For what you have shown so far, using a __device__
pointer variable just creates needless complexity. Just use an ordinary dynamic allocation using cudaMalloc
for device storage, and otherwise follow an approach similar to any of the CUDA sample codes such as vectorAdd. Here is an example:
$ cat t1315.cu
#include <stdio.h>
#define A_LARGE_NUMBER 10
struct values{
int one, two, three;
};
values *vals;
__global__ void myKernel(values *d_vals){
printf("%d\n", d_vals[0].one);
}
void PopulateWithData(){
for (int i = 0; i < A_LARGE_NUMBER; i++){
vals[i].one = 1;
vals[i].two = 2;
vals[i].three = 3;
}
}
int main(){
vals = (values*)malloc(sizeof(values) * A_LARGE_NUMBER);
PopulateWithData(); //populates vals with random data
values* d_ptr;
cudaMalloc((void**)&d_ptr, A_LARGE_NUMBER * sizeof(values));
cudaMemcpy(d_ptr, vals, A_LARGE_NUMBER *sizeof(values),cudaMemcpyHostToDevice);
dim3 blocksPerGrid(1,1);
dim3 threadsPerBlock(1, 1);
myKernel<< <blocksPerGrid, threadsPerBlock >> >(d_ptr);
cudaDeviceSynchronize();
}
$ nvcc -arch=sm_35 -o t1315 t1315.cu
$ cuda-memcheck ./t1315
========= CUDA-MEMCHECK
1
========= ERROR SUMMARY: 0 errors
$
You had a variety of other basic (non-CUDA) coding errors in what you had shown, I'm not going to try and run through them all.
If you really want to retain your __device__
pointer variable, and use that to point to the device data (array of structs) then you will still need to use cudaMalloc
, and the overall process takes additional steps. You can follow the example worked out in the answer here.
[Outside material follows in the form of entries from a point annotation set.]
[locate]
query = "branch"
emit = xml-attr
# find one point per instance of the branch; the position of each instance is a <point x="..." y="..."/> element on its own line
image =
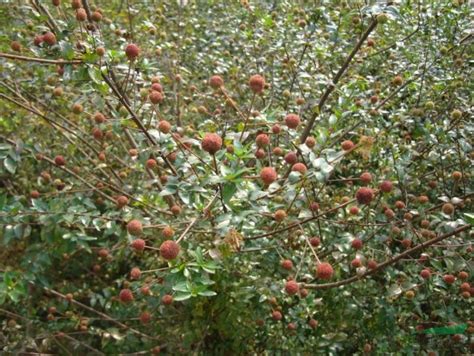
<point x="336" y="79"/>
<point x="390" y="261"/>
<point x="39" y="60"/>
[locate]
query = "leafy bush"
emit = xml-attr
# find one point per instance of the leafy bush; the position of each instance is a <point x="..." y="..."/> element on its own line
<point x="217" y="177"/>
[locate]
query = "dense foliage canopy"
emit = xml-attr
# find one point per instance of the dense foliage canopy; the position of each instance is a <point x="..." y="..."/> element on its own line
<point x="224" y="177"/>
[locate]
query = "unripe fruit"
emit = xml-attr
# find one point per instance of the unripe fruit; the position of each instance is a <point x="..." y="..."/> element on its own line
<point x="169" y="250"/>
<point x="126" y="295"/>
<point x="257" y="83"/>
<point x="324" y="271"/>
<point x="291" y="287"/>
<point x="60" y="160"/>
<point x="287" y="264"/>
<point x="347" y="145"/>
<point x="167" y="299"/>
<point x="132" y="51"/>
<point x="211" y="143"/>
<point x="135" y="227"/>
<point x="364" y="195"/>
<point x="268" y="175"/>
<point x="292" y="121"/>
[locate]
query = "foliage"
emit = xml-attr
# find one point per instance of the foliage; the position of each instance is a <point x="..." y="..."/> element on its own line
<point x="393" y="79"/>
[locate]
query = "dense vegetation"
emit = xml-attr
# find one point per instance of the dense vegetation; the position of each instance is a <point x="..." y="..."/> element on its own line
<point x="223" y="177"/>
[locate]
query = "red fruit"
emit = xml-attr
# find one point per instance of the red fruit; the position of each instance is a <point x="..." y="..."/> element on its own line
<point x="299" y="167"/>
<point x="291" y="287"/>
<point x="132" y="51"/>
<point x="366" y="178"/>
<point x="59" y="160"/>
<point x="347" y="145"/>
<point x="372" y="264"/>
<point x="292" y="121"/>
<point x="324" y="270"/>
<point x="354" y="210"/>
<point x="39" y="39"/>
<point x="287" y="264"/>
<point x="310" y="142"/>
<point x="364" y="195"/>
<point x="211" y="143"/>
<point x="121" y="201"/>
<point x="425" y="273"/>
<point x="135" y="273"/>
<point x="49" y="38"/>
<point x="357" y="244"/>
<point x="216" y="82"/>
<point x="257" y="83"/>
<point x="291" y="158"/>
<point x="103" y="252"/>
<point x="262" y="140"/>
<point x="386" y="186"/>
<point x="356" y="262"/>
<point x="164" y="126"/>
<point x="449" y="278"/>
<point x="155" y="97"/>
<point x="169" y="250"/>
<point x="126" y="295"/>
<point x="135" y="227"/>
<point x="167" y="299"/>
<point x="145" y="317"/>
<point x="276" y="315"/>
<point x="268" y="175"/>
<point x="81" y="15"/>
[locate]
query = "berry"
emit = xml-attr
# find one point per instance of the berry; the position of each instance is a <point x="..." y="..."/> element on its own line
<point x="135" y="273"/>
<point x="364" y="195"/>
<point x="347" y="145"/>
<point x="126" y="295"/>
<point x="268" y="175"/>
<point x="386" y="186"/>
<point x="276" y="315"/>
<point x="291" y="287"/>
<point x="257" y="83"/>
<point x="425" y="273"/>
<point x="135" y="227"/>
<point x="169" y="250"/>
<point x="155" y="97"/>
<point x="299" y="167"/>
<point x="164" y="126"/>
<point x="49" y="38"/>
<point x="132" y="51"/>
<point x="292" y="121"/>
<point x="365" y="178"/>
<point x="291" y="158"/>
<point x="216" y="82"/>
<point x="167" y="299"/>
<point x="315" y="241"/>
<point x="262" y="140"/>
<point x="121" y="201"/>
<point x="449" y="278"/>
<point x="357" y="244"/>
<point x="287" y="264"/>
<point x="324" y="270"/>
<point x="448" y="208"/>
<point x="211" y="143"/>
<point x="59" y="160"/>
<point x="280" y="215"/>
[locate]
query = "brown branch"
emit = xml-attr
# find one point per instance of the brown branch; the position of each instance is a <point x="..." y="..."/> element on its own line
<point x="336" y="79"/>
<point x="389" y="262"/>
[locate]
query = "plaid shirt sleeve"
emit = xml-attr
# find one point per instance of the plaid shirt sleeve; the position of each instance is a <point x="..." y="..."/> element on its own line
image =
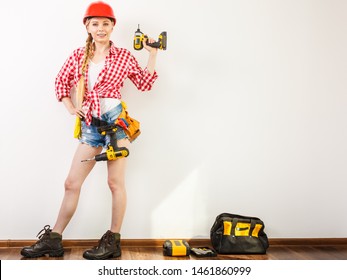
<point x="65" y="78"/>
<point x="141" y="78"/>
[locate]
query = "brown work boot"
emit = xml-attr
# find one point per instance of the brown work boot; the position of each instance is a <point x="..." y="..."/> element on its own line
<point x="108" y="247"/>
<point x="49" y="243"/>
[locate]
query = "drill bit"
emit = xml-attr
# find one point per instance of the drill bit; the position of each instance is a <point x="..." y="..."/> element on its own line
<point x="89" y="159"/>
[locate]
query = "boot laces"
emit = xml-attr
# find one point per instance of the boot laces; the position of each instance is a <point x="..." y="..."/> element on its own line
<point x="104" y="239"/>
<point x="44" y="232"/>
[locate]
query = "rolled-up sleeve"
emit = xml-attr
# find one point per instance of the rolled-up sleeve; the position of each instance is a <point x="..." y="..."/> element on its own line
<point x="64" y="79"/>
<point x="141" y="78"/>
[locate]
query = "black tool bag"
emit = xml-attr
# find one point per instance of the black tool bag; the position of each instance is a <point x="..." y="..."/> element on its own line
<point x="236" y="234"/>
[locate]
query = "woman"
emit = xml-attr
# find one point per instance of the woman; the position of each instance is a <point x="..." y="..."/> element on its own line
<point x="104" y="68"/>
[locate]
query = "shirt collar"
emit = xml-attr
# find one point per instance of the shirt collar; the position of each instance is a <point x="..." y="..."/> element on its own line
<point x="113" y="49"/>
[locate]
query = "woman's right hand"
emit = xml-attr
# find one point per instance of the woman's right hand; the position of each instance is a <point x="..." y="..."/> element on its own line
<point x="71" y="108"/>
<point x="77" y="112"/>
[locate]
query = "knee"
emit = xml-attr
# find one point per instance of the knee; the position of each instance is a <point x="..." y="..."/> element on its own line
<point x="116" y="184"/>
<point x="71" y="185"/>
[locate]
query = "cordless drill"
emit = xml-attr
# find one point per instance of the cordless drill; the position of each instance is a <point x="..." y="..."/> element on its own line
<point x="139" y="37"/>
<point x="113" y="152"/>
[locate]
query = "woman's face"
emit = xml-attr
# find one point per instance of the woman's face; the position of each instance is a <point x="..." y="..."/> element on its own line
<point x="100" y="28"/>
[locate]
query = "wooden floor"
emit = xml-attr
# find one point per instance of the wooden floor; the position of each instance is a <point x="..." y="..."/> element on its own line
<point x="275" y="252"/>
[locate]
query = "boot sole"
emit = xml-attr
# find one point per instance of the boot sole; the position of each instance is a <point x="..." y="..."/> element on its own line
<point x="56" y="253"/>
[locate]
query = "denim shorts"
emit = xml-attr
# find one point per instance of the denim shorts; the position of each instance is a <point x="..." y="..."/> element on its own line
<point x="92" y="137"/>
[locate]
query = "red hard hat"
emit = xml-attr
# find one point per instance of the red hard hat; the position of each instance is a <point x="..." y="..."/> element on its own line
<point x="99" y="9"/>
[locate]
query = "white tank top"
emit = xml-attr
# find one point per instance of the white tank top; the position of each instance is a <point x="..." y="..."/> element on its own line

Following that example, here's a set of changes to the above code to make it work with a __device__
pointer variable instead of a pointer passed as a kernel parameter:
$ cat t1315.cu
#include <stdio.h>
#define A_LARGE_NUMBER 10
struct values{
int one, two, three;
};
values *vals;
__device__ values *d_vals;
__global__ void myKernel(){
printf("%d\n", d_vals[0].one);
}
void PopulateWithData(){
for (int i = 0; i < A_LARGE_NUMBER; i++){
vals[i].one = 1;
vals[i].two = 2;
vals[i].three = 3;
}
}
int main(){
vals = (values*)malloc(sizeof(values) * A_LARGE_NUMBER);
PopulateWithData(); //populates vals with random data
values* d_ptr;
cudaMalloc((void**)&d_ptr, A_LARGE_NUMBER * sizeof(values));
cudaMemcpy(d_ptr, vals, A_LARGE_NUMBER *sizeof(values),cudaMemcpyHostToDevice);
cudaMemcpyToSymbol(d_vals, &d_ptr, sizeof(values*));
dim3 blocksPerGrid(1,1);
dim3 threadsPerBlock(1, 1);
myKernel<< <blocksPerGrid, threadsPerBlock >> >();
cudaDeviceSynchronize();
}
$ nvcc -arch=sm_35 -o t1315 t1315.cu
$ cuda-memcheck ./t1315
========= CUDA-MEMCHECK
1
========= ERROR SUMMARY: 0 errors
$